I want to do a calculation based on two data files. The calculcation is memory-heavy, so I cannot do them all at once. I split the job into 200 pieces, and then run the calculation on the pieces, which are later combined.
I automated this in a Makefile:
.PHONY: SPLITS QOAC
.SECONDARY: QOAC SPLITS
NSETS = 200
DSETS := $(patsubst %,cache/split_%.rds,$(shell seq 1 1 $(NSETS)))

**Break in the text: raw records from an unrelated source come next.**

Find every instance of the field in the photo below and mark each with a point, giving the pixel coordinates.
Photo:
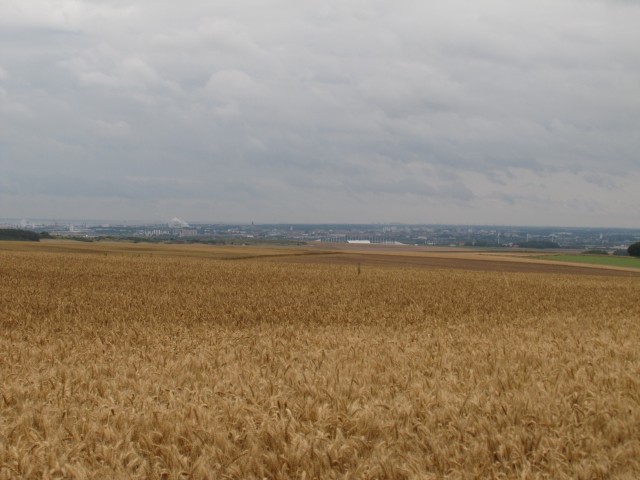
(597, 259)
(172, 362)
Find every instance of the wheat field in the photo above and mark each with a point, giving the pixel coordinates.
(162, 366)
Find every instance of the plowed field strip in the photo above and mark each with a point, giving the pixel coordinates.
(472, 263)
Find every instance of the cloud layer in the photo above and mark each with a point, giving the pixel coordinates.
(357, 111)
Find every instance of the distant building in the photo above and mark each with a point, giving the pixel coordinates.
(175, 222)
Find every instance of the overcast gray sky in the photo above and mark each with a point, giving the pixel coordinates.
(464, 111)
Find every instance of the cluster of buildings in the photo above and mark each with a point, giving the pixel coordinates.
(609, 239)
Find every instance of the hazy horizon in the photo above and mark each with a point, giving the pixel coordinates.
(457, 113)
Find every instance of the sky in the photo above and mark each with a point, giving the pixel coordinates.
(342, 111)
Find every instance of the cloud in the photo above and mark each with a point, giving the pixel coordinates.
(470, 108)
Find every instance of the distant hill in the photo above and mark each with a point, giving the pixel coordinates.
(16, 234)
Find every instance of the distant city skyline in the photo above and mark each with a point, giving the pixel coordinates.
(460, 112)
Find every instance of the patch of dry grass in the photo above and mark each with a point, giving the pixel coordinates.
(125, 366)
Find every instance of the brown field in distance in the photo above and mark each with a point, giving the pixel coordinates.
(156, 361)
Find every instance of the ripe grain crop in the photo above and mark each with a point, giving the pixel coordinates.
(168, 367)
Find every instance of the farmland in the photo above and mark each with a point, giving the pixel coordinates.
(168, 362)
(597, 259)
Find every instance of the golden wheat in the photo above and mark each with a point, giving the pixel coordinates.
(148, 366)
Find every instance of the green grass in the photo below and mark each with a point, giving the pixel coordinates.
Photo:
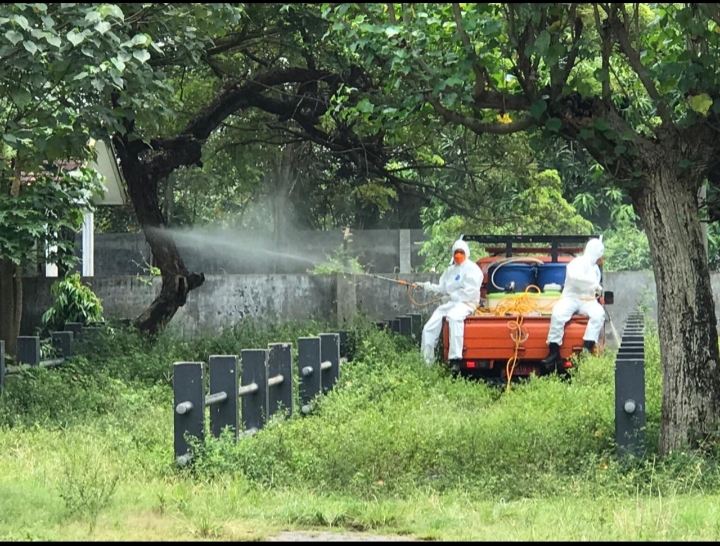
(396, 449)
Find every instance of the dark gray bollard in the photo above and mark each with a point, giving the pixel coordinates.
(28, 350)
(344, 348)
(417, 325)
(280, 379)
(330, 356)
(189, 407)
(75, 328)
(2, 365)
(629, 404)
(223, 380)
(254, 390)
(64, 342)
(310, 376)
(405, 326)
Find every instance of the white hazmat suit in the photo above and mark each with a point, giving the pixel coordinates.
(582, 285)
(460, 284)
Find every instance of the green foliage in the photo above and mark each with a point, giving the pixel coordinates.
(626, 249)
(391, 429)
(44, 208)
(88, 482)
(341, 261)
(74, 302)
(62, 63)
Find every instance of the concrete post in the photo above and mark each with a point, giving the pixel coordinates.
(88, 241)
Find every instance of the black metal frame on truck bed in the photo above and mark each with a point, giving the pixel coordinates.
(508, 240)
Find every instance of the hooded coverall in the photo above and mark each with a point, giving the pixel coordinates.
(582, 284)
(461, 286)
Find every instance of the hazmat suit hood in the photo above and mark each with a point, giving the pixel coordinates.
(594, 250)
(460, 245)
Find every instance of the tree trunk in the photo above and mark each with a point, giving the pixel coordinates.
(177, 281)
(686, 309)
(10, 304)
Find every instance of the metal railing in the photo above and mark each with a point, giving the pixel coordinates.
(265, 388)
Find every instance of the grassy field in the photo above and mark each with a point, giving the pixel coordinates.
(396, 449)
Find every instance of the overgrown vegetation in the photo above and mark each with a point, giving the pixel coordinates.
(78, 443)
(74, 302)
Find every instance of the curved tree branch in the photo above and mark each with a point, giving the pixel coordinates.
(636, 63)
(478, 126)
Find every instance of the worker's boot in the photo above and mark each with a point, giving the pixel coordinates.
(553, 359)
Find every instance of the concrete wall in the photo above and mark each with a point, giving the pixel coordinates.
(224, 300)
(246, 253)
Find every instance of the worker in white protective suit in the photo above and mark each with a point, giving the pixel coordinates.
(460, 286)
(580, 293)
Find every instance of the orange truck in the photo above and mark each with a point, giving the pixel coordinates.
(506, 336)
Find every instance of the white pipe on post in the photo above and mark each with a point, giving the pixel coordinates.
(88, 241)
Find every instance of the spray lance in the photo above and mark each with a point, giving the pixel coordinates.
(410, 287)
(396, 281)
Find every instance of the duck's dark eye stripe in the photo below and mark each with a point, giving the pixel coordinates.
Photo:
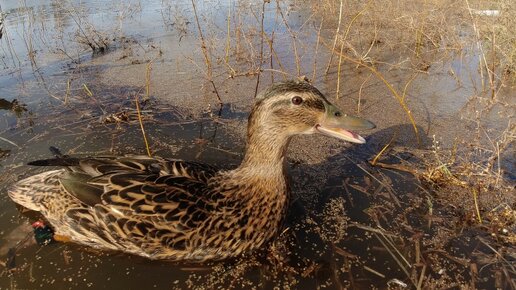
(297, 100)
(316, 104)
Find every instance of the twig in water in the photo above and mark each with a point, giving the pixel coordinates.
(209, 72)
(141, 125)
(261, 50)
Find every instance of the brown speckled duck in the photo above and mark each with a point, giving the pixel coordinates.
(181, 210)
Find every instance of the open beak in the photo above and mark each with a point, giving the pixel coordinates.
(339, 125)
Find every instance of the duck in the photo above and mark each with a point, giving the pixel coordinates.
(181, 210)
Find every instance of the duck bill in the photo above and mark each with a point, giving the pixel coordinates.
(341, 126)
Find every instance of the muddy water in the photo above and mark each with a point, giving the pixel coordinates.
(56, 90)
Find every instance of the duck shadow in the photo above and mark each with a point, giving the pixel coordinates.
(345, 190)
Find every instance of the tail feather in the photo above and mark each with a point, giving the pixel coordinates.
(31, 191)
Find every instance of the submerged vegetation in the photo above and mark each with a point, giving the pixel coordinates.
(429, 204)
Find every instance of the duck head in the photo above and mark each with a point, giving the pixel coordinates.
(293, 108)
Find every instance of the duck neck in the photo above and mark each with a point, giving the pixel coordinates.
(265, 151)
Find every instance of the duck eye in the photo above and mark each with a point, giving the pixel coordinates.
(297, 100)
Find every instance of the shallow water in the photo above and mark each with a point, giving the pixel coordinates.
(338, 196)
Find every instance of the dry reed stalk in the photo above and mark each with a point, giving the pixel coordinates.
(147, 80)
(421, 278)
(395, 258)
(228, 32)
(67, 94)
(482, 56)
(348, 28)
(475, 199)
(360, 93)
(335, 39)
(261, 49)
(338, 72)
(271, 48)
(396, 95)
(293, 36)
(271, 41)
(316, 50)
(137, 102)
(204, 48)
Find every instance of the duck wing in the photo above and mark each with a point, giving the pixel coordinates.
(138, 203)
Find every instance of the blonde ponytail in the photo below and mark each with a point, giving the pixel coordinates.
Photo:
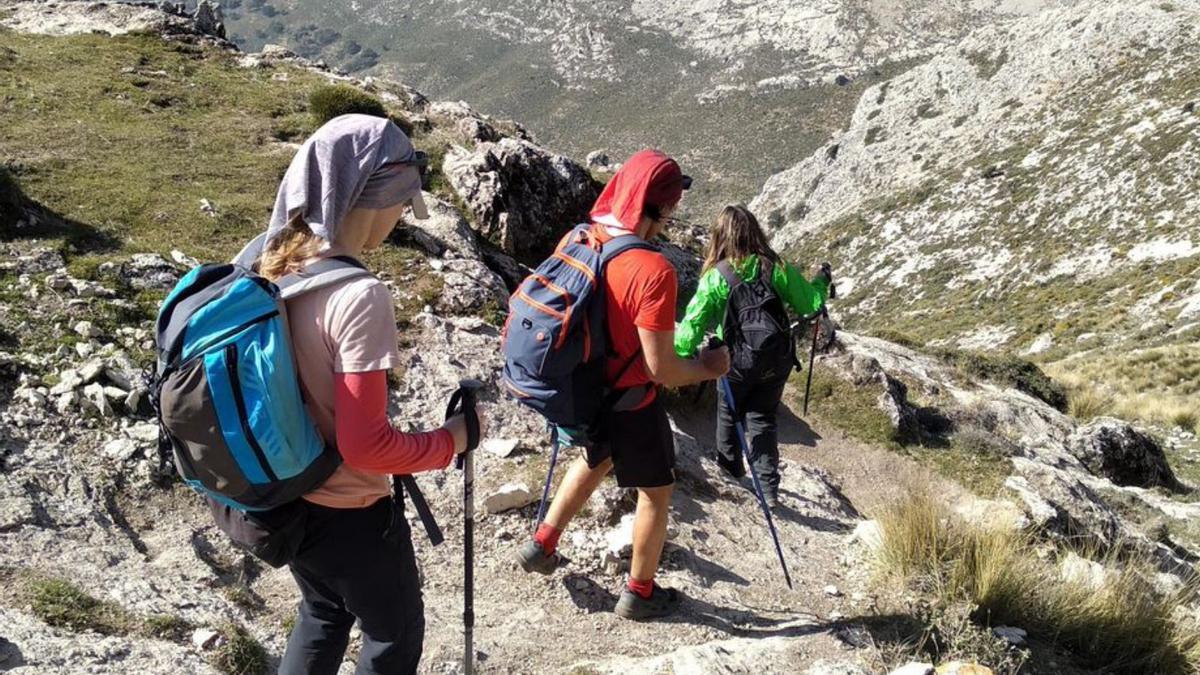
(288, 250)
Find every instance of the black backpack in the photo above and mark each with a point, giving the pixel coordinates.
(756, 327)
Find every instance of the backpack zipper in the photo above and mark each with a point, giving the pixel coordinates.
(240, 401)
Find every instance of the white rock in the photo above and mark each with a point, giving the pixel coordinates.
(91, 371)
(120, 449)
(868, 533)
(509, 496)
(501, 447)
(66, 402)
(96, 400)
(915, 668)
(1078, 569)
(143, 431)
(205, 638)
(69, 380)
(87, 329)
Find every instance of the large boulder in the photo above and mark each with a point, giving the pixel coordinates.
(1060, 502)
(521, 196)
(1119, 452)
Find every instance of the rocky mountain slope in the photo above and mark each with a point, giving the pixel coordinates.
(107, 563)
(1032, 189)
(737, 89)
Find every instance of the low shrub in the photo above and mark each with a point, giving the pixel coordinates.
(330, 101)
(65, 605)
(1017, 372)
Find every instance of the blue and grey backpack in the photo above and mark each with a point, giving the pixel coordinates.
(227, 393)
(556, 340)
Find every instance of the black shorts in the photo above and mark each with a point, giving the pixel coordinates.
(641, 446)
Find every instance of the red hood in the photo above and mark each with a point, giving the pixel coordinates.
(649, 177)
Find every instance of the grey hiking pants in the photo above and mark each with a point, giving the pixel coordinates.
(756, 405)
(348, 571)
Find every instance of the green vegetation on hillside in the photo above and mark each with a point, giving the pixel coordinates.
(1156, 384)
(123, 151)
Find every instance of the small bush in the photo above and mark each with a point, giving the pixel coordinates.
(1122, 625)
(65, 605)
(240, 653)
(334, 100)
(11, 204)
(1017, 372)
(1086, 404)
(167, 627)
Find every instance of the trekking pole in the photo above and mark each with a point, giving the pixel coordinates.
(463, 402)
(816, 329)
(754, 476)
(723, 383)
(813, 359)
(550, 476)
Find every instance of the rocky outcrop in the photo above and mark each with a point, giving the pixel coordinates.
(1119, 452)
(941, 196)
(521, 196)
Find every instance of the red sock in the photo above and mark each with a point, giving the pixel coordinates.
(642, 587)
(547, 536)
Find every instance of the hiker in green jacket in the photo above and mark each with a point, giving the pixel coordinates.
(757, 332)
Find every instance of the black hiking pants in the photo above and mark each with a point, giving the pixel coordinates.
(348, 571)
(756, 405)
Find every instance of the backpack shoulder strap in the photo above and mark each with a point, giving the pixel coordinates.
(729, 274)
(321, 274)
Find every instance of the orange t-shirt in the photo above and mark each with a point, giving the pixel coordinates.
(640, 290)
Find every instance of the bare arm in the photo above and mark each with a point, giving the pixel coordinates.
(665, 366)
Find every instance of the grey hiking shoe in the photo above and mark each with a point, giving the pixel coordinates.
(663, 602)
(533, 559)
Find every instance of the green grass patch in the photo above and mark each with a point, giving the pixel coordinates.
(850, 408)
(1020, 374)
(91, 147)
(63, 604)
(240, 653)
(334, 100)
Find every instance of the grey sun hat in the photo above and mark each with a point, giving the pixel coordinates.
(352, 161)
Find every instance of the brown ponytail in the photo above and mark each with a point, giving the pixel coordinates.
(288, 250)
(736, 234)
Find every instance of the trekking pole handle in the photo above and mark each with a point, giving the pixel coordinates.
(462, 402)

QSETS := $(patsubst %,cache/qoac_%.rds,$(shell seq 1 1 $(NSETS)))
QOAC: $(QSETS)
SPLITS: $(DSETS)
$(DSETS): split_files.R data/1 data/2
Rscript $< $(NSETS)
cache/qoac_%.rds: calc_qoac.R cache/split_%.rds
Rscript $^
bigfile: combine.R QOAC
Rscript $<
In this example, NSETS
pieces are generated by split_files.R
, which reads data/1
and data/2
. The sets are saved in cache/split_*.rds
.
For every split_*
, qoac_*
is computed using calc_qoac.R
. As these processes are isolated, they can be run in parallel by running make -j
.
My problem is that if 1(+) of the split_*
is missing, split_files.R
is run multiple times.
When I add .NOTPARALLEL: SPLITS
, the entire script is run serially, which slowes things down.
How can I make sure the generation of the sets is done only once when needed?